Prognostic implications of IAH
Development of IAH has been described as an independent predictor of mortality in mixed populations [20
]. In our study IAH was a non-independent predictor of mortality, and this supports the fact that IAH was a marker of mortality in association with other clinical factors. In accordance with this, patients with IAH had higher severity scores and number of CRF for IAH that can independently increase mortality risk. In fact, the number of CRF during ICU stay was an independent predictor of mortality in the group with IAH.

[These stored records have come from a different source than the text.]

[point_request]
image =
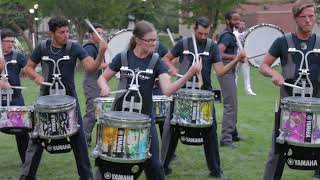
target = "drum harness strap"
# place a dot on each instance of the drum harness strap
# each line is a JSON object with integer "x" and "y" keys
{"x": 131, "y": 105}
{"x": 289, "y": 68}
{"x": 54, "y": 87}
{"x": 185, "y": 63}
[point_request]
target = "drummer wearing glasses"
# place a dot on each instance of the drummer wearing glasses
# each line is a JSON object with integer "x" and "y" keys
{"x": 304, "y": 40}
{"x": 139, "y": 55}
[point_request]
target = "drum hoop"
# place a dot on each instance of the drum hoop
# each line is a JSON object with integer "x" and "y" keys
{"x": 261, "y": 25}
{"x": 16, "y": 108}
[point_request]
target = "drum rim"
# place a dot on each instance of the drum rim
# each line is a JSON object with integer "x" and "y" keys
{"x": 36, "y": 105}
{"x": 252, "y": 29}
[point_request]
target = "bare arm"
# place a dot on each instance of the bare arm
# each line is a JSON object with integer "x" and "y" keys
{"x": 168, "y": 87}
{"x": 266, "y": 70}
{"x": 30, "y": 71}
{"x": 103, "y": 81}
{"x": 168, "y": 60}
{"x": 92, "y": 65}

We found a high rate of resolution of IAH in our medical patients, but non-resolution was an independent predictor of mortality, resulting in a considerably high OR (non-resolution meant that death was 13 times more likely). Treatment of IAH was nonsurgical in all cases and none developed ACS, although no conclusions can be drawn in the absence of clinical intervention data. Management guidelines for IAH have been proposed by the WSACS [24
] although they are based on studies that analyze therapeutic strategies in isolation and in different patient profiles [36
Limitations of the study
IAP was not measured in all cases (only in those with ≥2 CRF), and patients with < 2 CRF and no IAP recorded might have developed IAH during their ICU stay (e.g., patients with mechanical ventilation and therefore, diminished abdominal wall compliance but with no RF in other categories and no IAP measured). Therefore, the study followed the WSACS screening recommendations but was not designed to validate them in order to identify a subgroup of high risk patients for IAH development, as compared with a low risk subgroup. The study was underpowered to analyze each RF of the four categories as predictors of IAH (small sample size) or the IAP level as a predictor of mortality (the IAPmean in the patients with IAH were relatively low to perform comparisons in the outcome). Not all patients who had their IAP measured were sedated, which could have caused a falsely elevated IAP. Although resolution of IAH was a prognostic factor, our study was not designed to focus on therapeutic management of IAH, and no conclusions can be drawn or ascertainments can be made about the strategies that were effective.